Given the confessional nature of their shows, Watkins and Yergainharsian, have a defined relationship with the audience. But what of the others who have a more traditional, storytelling role. Who are they speaking to? “That is the crucial question,” says Conroy, “If you don’t know why they are there and the character doesn’t know why they are there than it doesn’t ring true.

 

“Gina is there to testify, to put something down.  This show is her version of an autobiography. So she is speaking to a camera, editing it and uploading it to YouTube. The audience are the people on the receiving end of that message.”

 

“My character has been locked away in this room,” says Fitzgerald. “She is talking out loud in an imagined conversation in order to remind herself that she is part of society. Explaining her situation to her peers and making it all right to them. But loosing track of that because they are not actually there.”

 

Money makes the world go round but companies bereft of it are finding ways to insure that it keeps turning on its axis. For Corn Exchange the decision to do a one-man show (Man of Valor) was largely motivated by a cut in funding. “We can’t ask people to come and explore with us without paying them,” says director Annie Ryan. “Our work is relatively expensive. So we had to ask how many people can we afford to have in the room and for how long? “

 

The solution presented itself in the shape of Paul Reid, an actor with a gift for telling stories through his body. “We do workshops with members of our company and invited players and most people, when they are improvising, they just get up and they talk. But Paul would sprout wings, fly over the city, catch bullets in his teeth, come back to life in slow motion. It dawned on me that there was a one-man show in him.”

 

While some actors thrive on flying solo, Reid felt like a lonely only.

“If something goes well you have no one to bounce off and no one to have a good old little bitch, which is as important as the compliments.”

 

“It’s the loneliest moment in the world before I go on.”

 

Actors pay an incredible mental tax when they undertake a one-man show and the right kind of preparation is crucial. Conroy and Reid both mention the difficulty they face when warming up prior to the Fringe thanks to the cattle market that each venue becomes at fringe time.

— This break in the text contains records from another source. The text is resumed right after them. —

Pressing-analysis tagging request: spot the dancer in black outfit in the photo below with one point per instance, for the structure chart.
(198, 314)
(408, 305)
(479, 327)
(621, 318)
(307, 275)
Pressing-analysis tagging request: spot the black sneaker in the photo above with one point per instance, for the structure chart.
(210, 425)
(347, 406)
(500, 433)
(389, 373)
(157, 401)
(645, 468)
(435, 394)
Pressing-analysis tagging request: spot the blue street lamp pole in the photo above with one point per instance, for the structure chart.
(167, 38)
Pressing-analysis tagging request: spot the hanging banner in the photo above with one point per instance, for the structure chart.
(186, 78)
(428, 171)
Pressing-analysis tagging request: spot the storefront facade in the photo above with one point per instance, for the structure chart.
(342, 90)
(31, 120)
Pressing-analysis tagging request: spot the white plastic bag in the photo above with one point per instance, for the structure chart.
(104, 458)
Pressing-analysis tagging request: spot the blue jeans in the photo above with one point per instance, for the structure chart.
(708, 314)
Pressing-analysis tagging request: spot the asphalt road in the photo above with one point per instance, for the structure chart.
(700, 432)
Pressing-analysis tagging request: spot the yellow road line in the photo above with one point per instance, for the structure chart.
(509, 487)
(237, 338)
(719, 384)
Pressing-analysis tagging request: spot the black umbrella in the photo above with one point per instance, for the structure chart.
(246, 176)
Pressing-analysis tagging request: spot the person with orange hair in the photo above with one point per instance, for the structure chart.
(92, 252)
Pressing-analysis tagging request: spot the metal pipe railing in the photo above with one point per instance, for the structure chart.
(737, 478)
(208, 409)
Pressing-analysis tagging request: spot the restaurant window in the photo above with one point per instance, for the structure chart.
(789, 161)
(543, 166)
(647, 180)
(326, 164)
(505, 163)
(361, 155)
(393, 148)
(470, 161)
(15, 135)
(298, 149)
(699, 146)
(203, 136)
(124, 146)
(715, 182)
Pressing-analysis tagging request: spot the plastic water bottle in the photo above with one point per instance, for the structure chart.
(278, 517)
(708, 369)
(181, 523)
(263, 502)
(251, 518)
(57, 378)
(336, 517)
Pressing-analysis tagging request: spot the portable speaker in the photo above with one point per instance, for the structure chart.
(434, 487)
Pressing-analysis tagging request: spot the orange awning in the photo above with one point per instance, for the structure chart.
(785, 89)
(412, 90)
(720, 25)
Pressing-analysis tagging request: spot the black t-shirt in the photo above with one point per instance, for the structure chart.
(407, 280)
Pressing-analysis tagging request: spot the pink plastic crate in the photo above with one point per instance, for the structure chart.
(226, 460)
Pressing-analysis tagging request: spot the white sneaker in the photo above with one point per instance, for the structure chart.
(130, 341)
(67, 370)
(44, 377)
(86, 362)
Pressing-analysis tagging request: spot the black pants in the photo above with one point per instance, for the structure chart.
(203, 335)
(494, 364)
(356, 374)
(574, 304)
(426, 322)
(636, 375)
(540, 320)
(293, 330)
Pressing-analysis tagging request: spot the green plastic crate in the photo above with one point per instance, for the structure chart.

Fitzgerald and Watkins have both picked up hot yoga, part of their over all plan of living well, which also includes a healthy diet, abstention from alcohol and generally trying to eliminate any stress from their lives. “I did a show before where I had to go to a really bad place” says Fitzgerald “and I got into a really bad place myself after it. And somebody pointed to me that if you really go for it each night on stage your body doesn’t know your acting and it will get sick. So you learn from those experiences to be a little bit more careful with yourself.”

 

“It’s a challenge,” concludes Conroy. “If you love what you do you want to push yourself as far as you can within your chosen field. It’s terrifying and thrilling at the same time but if it works out I will feel triumphant. I’ll feel like I really achieved something. For me as an actor this will be my Everest.”